もちろん最初のうちは上手にできません。「おへそ見ててね」「背中をダンゴムシみたいに丸めてね」などと楽しい声かけをし、必要に応じて頭や腰をそっと支えてやりながら、保護者の方がサポートをしてあげましょう。
大事なポイントは最初の姿勢!
床につく手の位置はできるだけ足元の近く、つま先から手の平1個分位前に進んだところがベストです。
こうすることで、足で蹴り出すのも楽になりますし、アゴを引いて背中を丸めやすくなり、背中からドシンと落ちるのを防ぐことができます。
「4歳でもできない…」つまずきポイントと具体的な対処法
「4歳になったのにまだでんぐり返しができない」と悩む方もいらっしゃいますが、発達のペースは子どもそれぞれです。できないのには、いくつかの「つまずきポイント」が隠れていることが多いです。
【つまずきポイント1】途中で横にコロンと倒れてしまう
これは、両手に均等に体重をかけられていない、または回転の途中で早めに手を離してしまっていることが原因です。
そんなときには、四つん這いの姿勢で手と足に体重をしっかり乗せる「クマさん歩き」を取り入れましょう。
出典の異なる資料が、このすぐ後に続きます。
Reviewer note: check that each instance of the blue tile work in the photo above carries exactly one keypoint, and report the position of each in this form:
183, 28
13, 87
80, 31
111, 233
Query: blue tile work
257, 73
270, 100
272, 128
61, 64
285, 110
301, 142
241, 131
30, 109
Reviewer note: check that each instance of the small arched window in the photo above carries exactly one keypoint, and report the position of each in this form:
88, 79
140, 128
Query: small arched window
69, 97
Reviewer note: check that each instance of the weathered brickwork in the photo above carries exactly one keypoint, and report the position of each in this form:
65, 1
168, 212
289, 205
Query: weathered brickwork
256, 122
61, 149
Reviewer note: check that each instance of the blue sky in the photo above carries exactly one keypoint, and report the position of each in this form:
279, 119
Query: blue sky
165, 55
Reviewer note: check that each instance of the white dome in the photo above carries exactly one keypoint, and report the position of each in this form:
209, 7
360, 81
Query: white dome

「クマさんになってママのところまでおいで!」と遊び感覚で進めることで、自然と腕で体を支える力が育ちます。
【つまずきポイント2】頭が床についたまま進めない
足で床を蹴り出す力や、お尻を上に持ち上げる感覚がまだつかめていない状態です。
この場合は、ママやパパがお子様の腰のあたりを両手で軽く持ち上げ、「よいしょ!」と前へコロンと転がるように補助してあげましょう。何度も「回る感覚」を味わうことで、次第に自分で蹴り出すタイミングをつかめるようになります。
おうちで広々、のびのび遊ぶための環境づくりの工夫
子どもはでんぐり返しができるようになると、嬉しくて色々な場所で披露したくなります。おうちの中で思い切り体を動かして楽しむためには、お部屋の環境づくりがとても大切です。
リビングの家具の配置を工夫する
でんぐり返しをする時は、途中で横に転がってしまっても大丈夫なように、周りに十分なスペースを確保しましょう。ローテーブルは部屋の隅に寄せ、おもちゃのブロックや硬いものはあらかじめお片付け箱にしまっておきます。「お部屋が広くなったね!思い切り転がれるよ」と声をかければ、お子様のお片付けのモチベーションもアップします。
「でんぐり返しゾーン」を作る
「ここでは思い切り回っていいよ」という特別な場所を作ってあげるのもおすすめです。お布団やプレイマットを敷いた場所を「でんぐり返しステージ」に見立て、「ステージの上だけで披露してね」とルールを決めると、子どもも喜んで守ってくれます。フローリングや硬い床の上で直接行うと背中が痛くなってしまうので、必ず柔らかいものを敷いて心地よい空間を作ってあげましょう。
むやみに「ここではダメ」と禁止するのではなく、「ここならのびのび遊べるよ」という前向きな声かけで、お子様が自分の体を動かす楽しさを存分に味わえるようサポートしてあげてください。親子で笑い合いながら、健やかな成長を見守っていきましょう。